Apart from fiery quick Anrich Nortje, their attack also underwhelmed with spearhead Kagiso Rabada taking just three wickets at 87.66 in the last two matches after an eight-wicket haul on the bowler-friendly Gabba surface. South Africa’s disastrous series also ended their chances of qualifying for the WTC final.

DAY FOUR: On Saturday, Australia reduced South Africa to 149-6 at the close of play on the fourth day of the rain-disrupted third Test after declaring on 475-4 in pursuit of a victory that would give them a 3-0 series sweep.

The poor weather that had washed out the best part of two days of the match finally relen­ted at lunch and Aust­ralia imm­e­diately declared to allow the bowlers as much time as possible to dismiss the tourists twice.

Skipper Pat Cummins (3-29) and Josh Hazlewood (2-19) rose to the task with some ferocious pace bowling as the hosts broke South African resistance every time a partnership looked like developing. Marco Jansen, who had made 10 not out, and Simon Harmer, unbeaten on six, will resume on Sunday as South Africa — still 126 runs short of avoiding the follow-on — look to bat out the final day to force a draw.

“I’m pretty excited about tomorrow,” said spinner Nathan Lyon. “It’s going to be an exciting day’s cricket, we know what we have to do. We’ve just got to stick to our basics, that’s what we’ve done over the last 10 years or so […] thrilling day tomorrow, do the basics well and see how we go.”

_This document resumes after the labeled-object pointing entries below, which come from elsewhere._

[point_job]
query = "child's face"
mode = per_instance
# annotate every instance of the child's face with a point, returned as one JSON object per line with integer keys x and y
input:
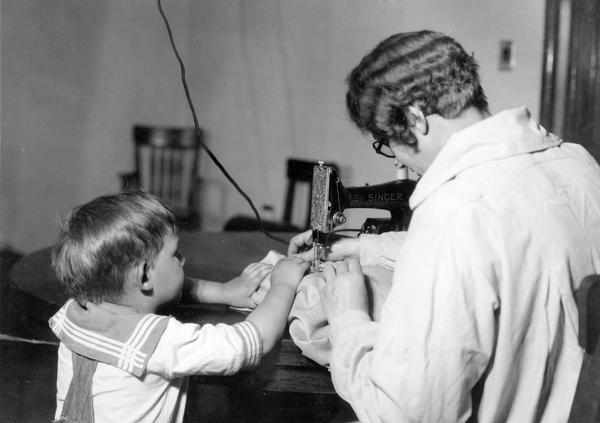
{"x": 168, "y": 273}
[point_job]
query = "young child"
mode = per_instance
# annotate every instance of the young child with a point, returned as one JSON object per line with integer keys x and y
{"x": 118, "y": 259}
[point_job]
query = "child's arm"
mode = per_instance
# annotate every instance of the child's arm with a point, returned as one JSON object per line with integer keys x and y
{"x": 236, "y": 292}
{"x": 270, "y": 317}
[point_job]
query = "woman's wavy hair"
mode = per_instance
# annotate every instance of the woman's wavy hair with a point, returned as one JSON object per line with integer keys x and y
{"x": 426, "y": 69}
{"x": 101, "y": 241}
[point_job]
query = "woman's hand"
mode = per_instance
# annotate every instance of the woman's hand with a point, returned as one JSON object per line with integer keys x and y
{"x": 344, "y": 288}
{"x": 237, "y": 292}
{"x": 289, "y": 271}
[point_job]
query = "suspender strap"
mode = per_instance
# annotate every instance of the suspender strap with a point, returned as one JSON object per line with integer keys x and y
{"x": 78, "y": 406}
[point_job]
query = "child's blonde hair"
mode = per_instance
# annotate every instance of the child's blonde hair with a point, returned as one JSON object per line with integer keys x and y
{"x": 101, "y": 241}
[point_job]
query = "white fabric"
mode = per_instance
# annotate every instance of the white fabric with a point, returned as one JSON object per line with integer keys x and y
{"x": 506, "y": 223}
{"x": 160, "y": 394}
{"x": 380, "y": 249}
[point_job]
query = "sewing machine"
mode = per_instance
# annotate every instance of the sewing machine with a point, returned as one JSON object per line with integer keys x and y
{"x": 329, "y": 199}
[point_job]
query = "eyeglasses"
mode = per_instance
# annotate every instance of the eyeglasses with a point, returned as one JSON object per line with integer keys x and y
{"x": 383, "y": 148}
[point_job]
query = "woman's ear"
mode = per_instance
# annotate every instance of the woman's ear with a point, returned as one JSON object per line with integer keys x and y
{"x": 416, "y": 120}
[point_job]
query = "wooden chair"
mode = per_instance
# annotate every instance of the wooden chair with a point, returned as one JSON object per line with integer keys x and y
{"x": 166, "y": 165}
{"x": 586, "y": 402}
{"x": 298, "y": 172}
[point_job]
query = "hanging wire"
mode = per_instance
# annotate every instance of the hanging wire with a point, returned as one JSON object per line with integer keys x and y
{"x": 197, "y": 127}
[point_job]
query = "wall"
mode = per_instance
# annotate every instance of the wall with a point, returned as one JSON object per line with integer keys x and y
{"x": 266, "y": 77}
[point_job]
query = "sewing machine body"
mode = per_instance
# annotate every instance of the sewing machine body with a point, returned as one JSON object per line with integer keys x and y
{"x": 329, "y": 199}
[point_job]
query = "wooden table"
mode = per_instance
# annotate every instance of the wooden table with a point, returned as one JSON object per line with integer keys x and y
{"x": 285, "y": 380}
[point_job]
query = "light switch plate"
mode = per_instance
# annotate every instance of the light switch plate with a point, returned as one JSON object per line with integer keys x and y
{"x": 507, "y": 55}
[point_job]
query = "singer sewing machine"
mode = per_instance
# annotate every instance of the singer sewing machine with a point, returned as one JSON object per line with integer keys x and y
{"x": 329, "y": 199}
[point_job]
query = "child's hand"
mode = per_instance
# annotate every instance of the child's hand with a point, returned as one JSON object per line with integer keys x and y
{"x": 289, "y": 271}
{"x": 237, "y": 291}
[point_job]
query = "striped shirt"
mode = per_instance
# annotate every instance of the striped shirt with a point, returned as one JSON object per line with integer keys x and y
{"x": 144, "y": 358}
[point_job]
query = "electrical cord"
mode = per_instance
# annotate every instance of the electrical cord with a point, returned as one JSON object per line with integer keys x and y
{"x": 197, "y": 128}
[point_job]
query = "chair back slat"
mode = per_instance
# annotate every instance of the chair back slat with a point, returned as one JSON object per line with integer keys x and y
{"x": 167, "y": 164}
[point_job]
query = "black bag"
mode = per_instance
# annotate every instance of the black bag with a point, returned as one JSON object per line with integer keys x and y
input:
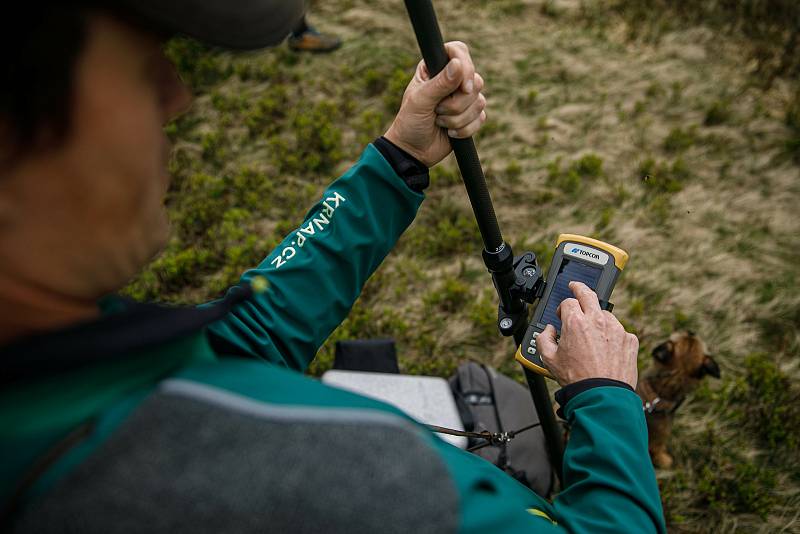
{"x": 488, "y": 400}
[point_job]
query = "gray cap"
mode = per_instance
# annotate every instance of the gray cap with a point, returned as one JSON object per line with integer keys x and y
{"x": 240, "y": 24}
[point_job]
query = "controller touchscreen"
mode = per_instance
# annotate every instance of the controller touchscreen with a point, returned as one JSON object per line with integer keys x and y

Hazlewood said Australia were confident of being able to take 14 wickets to claim the victory and said it would be a big day for spin bowlers Lyon and Ashton Agar.

“The follow-on is 275, so hopefully we can keep them under that and then go again,” he said. “Reverse swing is in play, with a little bit of variable bounce, the short ball is difficult to play because of how slow it is coming off the wicket.

“I think Ash (Agar) and Gazza (Lyon), it’s a big day tomorrow for them with the ball spinning with lefties and righties for them both to work with, there will be plenty happening tomorrow.”

Cummins’ decision to dec­lare had left the unfortunate Usman Khawaja stranded five runs short of his maiden Test double century, on 195 not out.

Khawaja’s tally was 164 more runs than Dean Elgar had managed in four innings in the series so far and the South Africa captain continued his poor run of form by gloving a short Hazlewood delivery behind for 15.

South Africa survived the remainder of the early pace offe­n­sive but Sarel Erwee followed his opening partner ba­ck to the dressing room for 18 when he left a Lyon delivery that clipped the side of his off stump.

Heinrich Klaasen departed for two in the next over, also gloving behind, to give Cummins his first wicket but the tourists held on to reach the tea break at 71 for three.

Temba Bavuma edged a Hazlewood delivery behind to depart for 35 to break up his promising stand with Khaya Zondo, who had made 39 when he was trapped lbw by a Cummins yorker in a decision confirmed by DRS.

Kyle Verreynne, South Afri­ca’s best performer with the bat over a miserable series for the tourists, departed for 19 in a late pace barrage, Cummins inducing a stab at the ball which Steve Smith snaffled up in the slips.

“Oohs” and “aahs” echoed around the Sydney Cricket Ground in the evening gloom as Cummins and Hazlewood sought to make further inroads into the South African batting order but Jansen and Harmer held firm.

“We’ve got a day to bat,” said Zondo. “We’ve done it before and we can do it again. “It’s not been the greatest of tours but the guys are still in good spirits.”

The weather forecast is for improving conditions and Australia have potentially 98 more overs on Sunday’s final day to finish off the South Africans.